[We are in a puzzling investment environment. Warning signs abound. Uncertainty and fears of recession have investors and advisors climbing that wall of worry as markets continue to reach new highs. It keeps begging the question: How do you navigate an environment such as this?

The Institute was recently introduced to Rob Stein, founder and CEO, and John Eckstein, CIO, of Astor Investment Management—a Chicago-based registered investment advisor that keeps a rather unique finger on the pulse of the economy and the ETF landscape. Rob Stein, with his experience at the Federal Reserve and senior positions at large money center banks has developed a tool—the Astor Economic Index (AEI)—to “now cast” versus predict the economy. Through a robust proprietary data-driven macroeconomic approach, their research and investment knowledge can greatly add to the industry discussion on this navigation question and help advisors on defending their clients’ portfolios.]

Hortz: Why are economic data and a macro approach the core of your investment philosophy?  

Stein: Our research over many decades has proven—and continues to prove—that increasing exposure to risk-bearing assets, like equities, during positive economic environments (expansions) and decreasing exposure during negative environments (contractions) have the potential to be extremely productive for portfolio construction and management. Through our economics-based, fundamentally driven approach, Astor has amassed a successful track record. Most importantly—and as happened in late 2007 before the financial crisis hit—by being data driven, we were able to avoid steep losses and help clients mitigate the impact of wealth destruction in their portfolios. As a result, they were better positioned for growing their portfolios as opportunities to invest emerged.

Hortz: How do you cut through misinformation or confusing economic periods where definitive trends or direction are not determinable?

Eckstein: The problem isn’t with the data—it’s what some people try to do with it. Namely, the problem is in prediction. The problem with forecasting is that it’s very easy to get wrong. It’s like the old joke that economists were created to make weather forecasters look good. We have stayed true to our analytical roots. Rather than trying to predict what is going to happen, we find it much more impactful to review and analyze economic data in real time to determine what is currently happening. To do this, we look at the economic data in aggregate to determine the current strength or weakness of the economy and manage our portfolios accordingly.

Hortz: Tell us about your proprietary Astor Economic Index—what it comprises and how you use it?

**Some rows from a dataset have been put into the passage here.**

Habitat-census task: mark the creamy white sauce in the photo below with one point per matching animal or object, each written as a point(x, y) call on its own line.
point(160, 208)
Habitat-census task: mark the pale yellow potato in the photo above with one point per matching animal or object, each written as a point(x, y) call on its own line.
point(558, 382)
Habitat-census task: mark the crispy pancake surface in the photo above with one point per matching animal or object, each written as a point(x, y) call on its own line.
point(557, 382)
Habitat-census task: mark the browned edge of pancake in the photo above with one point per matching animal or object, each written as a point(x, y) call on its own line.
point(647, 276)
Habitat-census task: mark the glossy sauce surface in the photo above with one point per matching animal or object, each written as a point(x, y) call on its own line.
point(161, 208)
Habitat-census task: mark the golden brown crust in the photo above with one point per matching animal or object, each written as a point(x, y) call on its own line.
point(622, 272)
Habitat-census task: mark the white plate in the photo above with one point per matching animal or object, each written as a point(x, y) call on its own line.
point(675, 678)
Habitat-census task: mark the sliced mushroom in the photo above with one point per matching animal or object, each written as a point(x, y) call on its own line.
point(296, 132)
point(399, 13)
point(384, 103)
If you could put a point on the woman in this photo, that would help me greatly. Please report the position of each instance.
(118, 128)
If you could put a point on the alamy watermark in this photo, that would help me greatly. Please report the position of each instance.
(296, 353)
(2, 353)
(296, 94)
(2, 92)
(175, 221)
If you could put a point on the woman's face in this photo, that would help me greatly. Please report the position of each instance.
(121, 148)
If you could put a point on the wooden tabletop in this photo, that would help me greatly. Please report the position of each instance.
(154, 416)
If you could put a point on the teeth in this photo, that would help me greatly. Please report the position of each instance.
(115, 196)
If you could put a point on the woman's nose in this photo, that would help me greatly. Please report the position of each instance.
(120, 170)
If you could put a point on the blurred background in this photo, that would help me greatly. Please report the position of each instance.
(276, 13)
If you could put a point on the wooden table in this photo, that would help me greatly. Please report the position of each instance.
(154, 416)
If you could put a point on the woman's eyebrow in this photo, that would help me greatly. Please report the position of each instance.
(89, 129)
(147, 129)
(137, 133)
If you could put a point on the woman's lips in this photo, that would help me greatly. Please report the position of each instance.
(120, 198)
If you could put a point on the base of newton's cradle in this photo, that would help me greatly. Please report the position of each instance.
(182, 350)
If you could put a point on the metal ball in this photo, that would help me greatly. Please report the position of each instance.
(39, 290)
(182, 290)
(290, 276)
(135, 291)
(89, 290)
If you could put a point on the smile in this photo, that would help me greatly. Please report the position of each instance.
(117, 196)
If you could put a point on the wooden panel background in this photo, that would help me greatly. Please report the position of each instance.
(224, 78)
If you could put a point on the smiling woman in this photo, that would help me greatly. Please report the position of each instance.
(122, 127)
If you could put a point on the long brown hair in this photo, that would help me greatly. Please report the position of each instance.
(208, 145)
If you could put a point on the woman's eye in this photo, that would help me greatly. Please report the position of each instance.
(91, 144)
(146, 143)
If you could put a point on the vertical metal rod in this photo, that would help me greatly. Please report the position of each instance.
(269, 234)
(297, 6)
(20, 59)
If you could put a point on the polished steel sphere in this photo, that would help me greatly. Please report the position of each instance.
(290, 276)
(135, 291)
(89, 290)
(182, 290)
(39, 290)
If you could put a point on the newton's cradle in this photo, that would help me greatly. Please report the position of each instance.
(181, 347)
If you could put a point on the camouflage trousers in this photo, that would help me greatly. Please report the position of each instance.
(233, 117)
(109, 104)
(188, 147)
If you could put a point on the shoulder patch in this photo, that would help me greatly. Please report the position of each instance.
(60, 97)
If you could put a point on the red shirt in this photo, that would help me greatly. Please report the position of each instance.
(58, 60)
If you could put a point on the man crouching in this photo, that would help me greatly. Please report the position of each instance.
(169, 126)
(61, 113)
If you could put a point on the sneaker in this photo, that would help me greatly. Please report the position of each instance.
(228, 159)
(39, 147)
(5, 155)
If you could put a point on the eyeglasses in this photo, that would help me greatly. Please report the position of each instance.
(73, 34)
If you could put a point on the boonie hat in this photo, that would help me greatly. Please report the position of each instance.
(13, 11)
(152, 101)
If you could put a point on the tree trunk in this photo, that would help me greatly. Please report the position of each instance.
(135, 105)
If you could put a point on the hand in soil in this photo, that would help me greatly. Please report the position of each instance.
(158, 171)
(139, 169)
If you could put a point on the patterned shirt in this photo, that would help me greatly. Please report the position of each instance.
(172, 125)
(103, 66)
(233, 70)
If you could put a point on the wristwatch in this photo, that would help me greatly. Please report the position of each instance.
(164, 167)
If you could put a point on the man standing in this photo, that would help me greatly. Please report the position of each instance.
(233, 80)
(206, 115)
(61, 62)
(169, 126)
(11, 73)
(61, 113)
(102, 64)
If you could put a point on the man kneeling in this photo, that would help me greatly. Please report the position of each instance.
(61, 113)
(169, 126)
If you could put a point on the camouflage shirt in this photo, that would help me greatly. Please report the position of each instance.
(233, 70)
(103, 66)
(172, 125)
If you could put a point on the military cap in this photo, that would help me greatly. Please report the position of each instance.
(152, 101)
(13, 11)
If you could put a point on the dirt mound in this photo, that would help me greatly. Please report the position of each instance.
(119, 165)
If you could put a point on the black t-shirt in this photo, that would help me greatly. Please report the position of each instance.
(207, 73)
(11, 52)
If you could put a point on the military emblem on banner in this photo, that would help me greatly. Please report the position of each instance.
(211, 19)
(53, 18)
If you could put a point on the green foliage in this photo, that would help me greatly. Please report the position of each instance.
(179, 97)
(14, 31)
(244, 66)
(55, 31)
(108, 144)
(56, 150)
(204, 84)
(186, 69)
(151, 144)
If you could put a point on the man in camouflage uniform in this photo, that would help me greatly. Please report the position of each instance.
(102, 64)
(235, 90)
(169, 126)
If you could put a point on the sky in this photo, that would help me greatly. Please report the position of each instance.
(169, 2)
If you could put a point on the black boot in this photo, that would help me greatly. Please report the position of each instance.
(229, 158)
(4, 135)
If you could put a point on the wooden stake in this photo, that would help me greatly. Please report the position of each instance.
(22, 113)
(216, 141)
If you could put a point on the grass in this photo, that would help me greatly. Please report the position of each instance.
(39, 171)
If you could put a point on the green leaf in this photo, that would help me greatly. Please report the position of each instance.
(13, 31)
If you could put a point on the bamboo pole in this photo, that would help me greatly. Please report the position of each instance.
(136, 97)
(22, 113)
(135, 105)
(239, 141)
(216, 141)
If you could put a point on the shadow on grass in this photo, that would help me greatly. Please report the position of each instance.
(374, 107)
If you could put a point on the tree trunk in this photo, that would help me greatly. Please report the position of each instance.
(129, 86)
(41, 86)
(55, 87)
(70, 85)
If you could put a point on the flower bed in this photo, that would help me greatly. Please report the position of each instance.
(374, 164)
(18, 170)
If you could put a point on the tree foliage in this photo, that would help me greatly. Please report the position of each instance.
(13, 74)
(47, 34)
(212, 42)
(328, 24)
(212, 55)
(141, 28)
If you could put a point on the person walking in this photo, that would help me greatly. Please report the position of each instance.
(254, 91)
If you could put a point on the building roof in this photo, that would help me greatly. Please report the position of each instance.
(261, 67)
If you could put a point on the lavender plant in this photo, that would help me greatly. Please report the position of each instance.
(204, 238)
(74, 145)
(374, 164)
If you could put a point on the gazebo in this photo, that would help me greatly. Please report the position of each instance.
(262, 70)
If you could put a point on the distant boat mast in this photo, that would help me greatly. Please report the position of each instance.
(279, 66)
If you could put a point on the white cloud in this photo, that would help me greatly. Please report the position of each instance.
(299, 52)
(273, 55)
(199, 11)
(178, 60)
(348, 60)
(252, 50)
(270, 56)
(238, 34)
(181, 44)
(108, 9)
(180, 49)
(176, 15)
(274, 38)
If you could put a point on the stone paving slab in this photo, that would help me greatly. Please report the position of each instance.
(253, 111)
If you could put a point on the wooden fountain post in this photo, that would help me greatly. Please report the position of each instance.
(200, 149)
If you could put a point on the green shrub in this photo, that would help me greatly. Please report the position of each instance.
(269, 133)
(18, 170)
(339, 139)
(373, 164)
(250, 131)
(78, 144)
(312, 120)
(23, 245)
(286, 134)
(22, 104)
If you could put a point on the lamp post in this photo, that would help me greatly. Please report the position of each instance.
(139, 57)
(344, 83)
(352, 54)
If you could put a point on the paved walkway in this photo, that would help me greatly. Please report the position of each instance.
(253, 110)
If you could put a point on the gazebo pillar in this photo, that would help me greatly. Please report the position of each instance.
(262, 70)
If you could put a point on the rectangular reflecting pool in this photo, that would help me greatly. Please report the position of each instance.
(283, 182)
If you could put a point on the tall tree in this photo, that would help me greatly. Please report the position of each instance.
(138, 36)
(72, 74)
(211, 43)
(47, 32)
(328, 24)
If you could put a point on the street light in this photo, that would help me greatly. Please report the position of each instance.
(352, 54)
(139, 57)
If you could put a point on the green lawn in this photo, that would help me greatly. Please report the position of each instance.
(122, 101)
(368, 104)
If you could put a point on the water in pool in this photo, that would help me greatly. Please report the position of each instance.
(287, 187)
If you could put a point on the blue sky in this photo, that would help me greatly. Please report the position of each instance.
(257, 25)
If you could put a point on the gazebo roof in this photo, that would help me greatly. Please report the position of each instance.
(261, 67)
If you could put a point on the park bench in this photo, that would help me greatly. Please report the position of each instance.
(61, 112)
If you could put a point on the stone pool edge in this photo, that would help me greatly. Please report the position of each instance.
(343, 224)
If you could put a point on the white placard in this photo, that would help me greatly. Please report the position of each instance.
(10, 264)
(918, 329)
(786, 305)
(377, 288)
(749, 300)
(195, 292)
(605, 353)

Stein: The Astor Economic Index or AEI provides us with a real-time “window” to the economy. The AEI aggregates data from across the U.S. economy as a systematic analysis of various employment and output data (GDP, ISM, etc.) to say where the economy is today. By aggregating all economic data into a single value, we can then compare today’s economy reading to historical averages and absolute historical levels to determine the relative strength or weakness of the economy, in real time. The AEI allows us to keep our finger on the pulse of the economy and to manage our portfolios accordingly.

Hortz: How did you go about constructing your index and how do you continue to develop it?

Stein: The concept/idea of the Astor Economic Index was really born during my time served as a project analyst at the Federal Reserve and my time spent on trading desks at large Wall Street money center banks. Economic data was generally released in the mornings and fed open market operations were conducted every day, if needed, in the mid-morning.  Once a week on Thursday afternoons, the traders would wait around for the latest money supply data. I noticed markets would make short term moves that the traders welcomed but it was not consistent with the movements over the next few weeks or months.  I started to keep track of the data every day in a note book with graph paper. Eventually I used a computer and a program called Lotus 123.  The one thing I noticed was the short term moves were not always consistent with the direction of the data. Sometimes good data produced negative results in the markets and vice versa. I found that extremely interesting and it led me down the path of analyzing longer term trends in the data and not any individual data point.  It eventually became clear that data consistent with why an economy grows, such as employment data and what an economy produces, its output like GDP, were more predictive of the longer term direction. This was the Eureka moment that began my research into identifying the trend in economic data that supported trends in markets and not trying to identify short term moves.